In April 2003, Health and Human Services Secretary Tommy Thompson joined with key national leaders and practitioners from the nation’s leading transplantation and hospital communities to launch the Organ Donation Breakthrough Collaborative. The Collaborative is intended to dramatically increase access to transplantable organs. Their goal is to achieve organ donation rates of 75% or higher. This Collaborative will allow hospitals to send multidisciplinary teams to participate in an intensive series of Collaborative Learning Sessions and establish action periods. These teams will draw from the experience of practitioners with high donation rates and will learn to adapt, redesign, test, implement, track, and refine their organ donation processes.4 Institutions are already seeing dramatically increased referral and consent rates. It is certainly possible that JCAHO and the Medicare administration may add organ donation to its “best performers” criteria thus adding financial incentives. Overall, the issue of organ donation has entered national prominence and will become increasingly important to your hospital. Despite the size of your hospital, you can still play an enormous role. One organ donor can benefit 7 or more people. For those recipients, your contribution to their lives is immeasurable.

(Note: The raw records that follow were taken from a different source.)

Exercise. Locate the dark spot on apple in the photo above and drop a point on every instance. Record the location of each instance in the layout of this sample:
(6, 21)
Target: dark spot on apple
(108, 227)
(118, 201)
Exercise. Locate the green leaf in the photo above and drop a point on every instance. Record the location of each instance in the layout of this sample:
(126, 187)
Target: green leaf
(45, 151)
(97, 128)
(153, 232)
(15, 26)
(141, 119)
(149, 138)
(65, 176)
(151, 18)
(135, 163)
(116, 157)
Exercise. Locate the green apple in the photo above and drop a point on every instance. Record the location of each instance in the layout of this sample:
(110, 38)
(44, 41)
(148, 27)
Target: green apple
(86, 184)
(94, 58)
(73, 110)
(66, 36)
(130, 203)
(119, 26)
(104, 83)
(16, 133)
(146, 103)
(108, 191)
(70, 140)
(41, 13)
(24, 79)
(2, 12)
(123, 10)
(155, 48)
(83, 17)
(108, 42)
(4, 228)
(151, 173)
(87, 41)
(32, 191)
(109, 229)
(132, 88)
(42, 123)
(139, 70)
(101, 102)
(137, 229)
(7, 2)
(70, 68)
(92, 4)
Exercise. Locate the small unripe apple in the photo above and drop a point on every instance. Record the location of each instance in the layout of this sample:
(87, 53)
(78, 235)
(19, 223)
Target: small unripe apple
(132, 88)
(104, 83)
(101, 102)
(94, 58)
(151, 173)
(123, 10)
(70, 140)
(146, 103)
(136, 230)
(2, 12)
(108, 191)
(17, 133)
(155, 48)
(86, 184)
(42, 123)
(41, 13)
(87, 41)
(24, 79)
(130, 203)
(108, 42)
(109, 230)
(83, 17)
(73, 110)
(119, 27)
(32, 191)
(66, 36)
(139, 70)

John was a 32 year old healthy man when he developed a devastating subarachnoid hemorrhage while lifting weights. From his family’s generosity a 22 year old woman received a new heart, a 12 year old boy received half of John’s liver and a 1 year old baby the other half, a 35 year old woman received a new kidney as did a 57 year old teacher, and finally two people received the gift of site from John’s eyes. This one gift gave new life to 7 individuals. Organ transplantation can provide comfort to the grieving and benefit to the living, isn’t that what we as physicians are sworn to do?

References:
1.) HRSA statistics for 2003
2.) Klieger J, Nelson K, Davis R, et al. Analysis of Factors Influencing Organ Donation Consent Rates. Journal of Transplant Coordination,1994; 4:132-34.
3.) Cutler JA, et al. Increasing the Availability of Cadaveric Organs for Transplantation: Maximizing the Consent Rate. Transplantation, 1993; 56(1)225-28.